Tables are generated in topological order based on foreign key relationships:

  1. GenDB builds a dependency graph from FK constraints
  2. Tables with no dependencies are generated first
  3. Dependent tables are generated after their referenced tables
  4. FK column values are populated by randomly selecting from the referenced table's already-generated primary key values

This ensures referential integrity without disabling FK constraints.

Bulk Insert via COPY

Generated data is inserted using PostgreSQL's COPY protocol (pgx.CopyFrom), which is significantly faster than individual INSERT statements. A single COPY call inserts all rows for a table.
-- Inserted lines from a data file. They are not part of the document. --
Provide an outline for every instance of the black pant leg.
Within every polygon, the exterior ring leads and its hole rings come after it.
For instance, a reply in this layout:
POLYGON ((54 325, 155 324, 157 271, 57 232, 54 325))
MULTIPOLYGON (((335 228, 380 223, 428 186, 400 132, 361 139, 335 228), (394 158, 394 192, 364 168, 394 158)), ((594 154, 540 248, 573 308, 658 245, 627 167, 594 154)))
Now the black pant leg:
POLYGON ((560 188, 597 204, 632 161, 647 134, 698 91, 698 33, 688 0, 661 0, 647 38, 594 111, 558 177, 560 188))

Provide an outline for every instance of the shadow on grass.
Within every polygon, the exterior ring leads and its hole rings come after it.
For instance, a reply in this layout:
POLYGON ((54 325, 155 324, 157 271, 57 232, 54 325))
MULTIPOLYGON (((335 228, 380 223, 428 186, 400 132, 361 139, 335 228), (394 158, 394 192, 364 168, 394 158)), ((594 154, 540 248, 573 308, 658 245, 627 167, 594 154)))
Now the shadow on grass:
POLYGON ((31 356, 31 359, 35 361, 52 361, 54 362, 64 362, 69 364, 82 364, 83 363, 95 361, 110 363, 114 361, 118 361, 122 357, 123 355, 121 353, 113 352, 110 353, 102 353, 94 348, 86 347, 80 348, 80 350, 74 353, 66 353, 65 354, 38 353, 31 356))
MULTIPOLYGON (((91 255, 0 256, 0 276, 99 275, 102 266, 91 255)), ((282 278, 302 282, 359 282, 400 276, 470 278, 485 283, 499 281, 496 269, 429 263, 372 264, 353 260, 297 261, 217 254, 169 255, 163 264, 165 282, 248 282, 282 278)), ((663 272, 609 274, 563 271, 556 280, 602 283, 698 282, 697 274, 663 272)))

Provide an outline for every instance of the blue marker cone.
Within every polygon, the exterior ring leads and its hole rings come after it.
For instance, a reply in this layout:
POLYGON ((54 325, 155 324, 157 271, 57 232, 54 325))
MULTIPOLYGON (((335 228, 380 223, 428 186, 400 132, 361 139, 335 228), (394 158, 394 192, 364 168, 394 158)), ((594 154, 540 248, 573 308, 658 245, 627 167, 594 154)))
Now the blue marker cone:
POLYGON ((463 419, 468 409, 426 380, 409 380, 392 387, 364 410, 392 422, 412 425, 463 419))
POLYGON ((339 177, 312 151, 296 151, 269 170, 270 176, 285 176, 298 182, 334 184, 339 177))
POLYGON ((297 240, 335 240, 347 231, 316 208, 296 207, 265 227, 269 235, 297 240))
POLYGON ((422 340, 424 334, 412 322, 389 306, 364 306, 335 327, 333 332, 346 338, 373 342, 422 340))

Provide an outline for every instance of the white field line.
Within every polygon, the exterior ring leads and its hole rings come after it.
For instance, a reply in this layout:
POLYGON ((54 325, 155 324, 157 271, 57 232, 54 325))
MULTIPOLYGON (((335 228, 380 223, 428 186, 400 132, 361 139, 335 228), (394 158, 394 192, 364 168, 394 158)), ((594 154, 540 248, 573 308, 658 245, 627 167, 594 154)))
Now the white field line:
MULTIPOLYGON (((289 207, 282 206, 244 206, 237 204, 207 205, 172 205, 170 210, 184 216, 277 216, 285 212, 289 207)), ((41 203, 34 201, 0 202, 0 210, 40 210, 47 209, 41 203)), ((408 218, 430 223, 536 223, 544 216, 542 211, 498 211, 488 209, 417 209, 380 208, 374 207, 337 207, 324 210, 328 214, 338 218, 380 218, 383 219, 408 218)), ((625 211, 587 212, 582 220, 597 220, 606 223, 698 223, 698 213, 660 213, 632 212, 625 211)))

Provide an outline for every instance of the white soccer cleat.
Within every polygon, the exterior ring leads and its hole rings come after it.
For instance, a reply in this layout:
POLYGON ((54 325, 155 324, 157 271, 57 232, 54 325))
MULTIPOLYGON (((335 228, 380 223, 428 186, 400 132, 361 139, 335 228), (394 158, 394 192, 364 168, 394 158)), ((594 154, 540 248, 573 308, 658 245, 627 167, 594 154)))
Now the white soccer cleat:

Inserts target schema-qualified table names (e.g., public_gendb.users).

Proxy: Byte-Level Relay

The proxy operates at the PostgreSQL wire protocol level:

  1. Accepts TCP connections on the configured port
  2. Connects to the real database
  3. For each incoming message, checks if it starts with CALL gendb. (case-insensitive)
  4. GENDB commands are parsed and executed internally
  5. Standard SQL is forwarded as raw bytes to the real database
  6. Responses from the database are relayed back to the client as-is

This design means the proxy adds minimal latency and has zero SQL compatibility issues — it never parses your queries.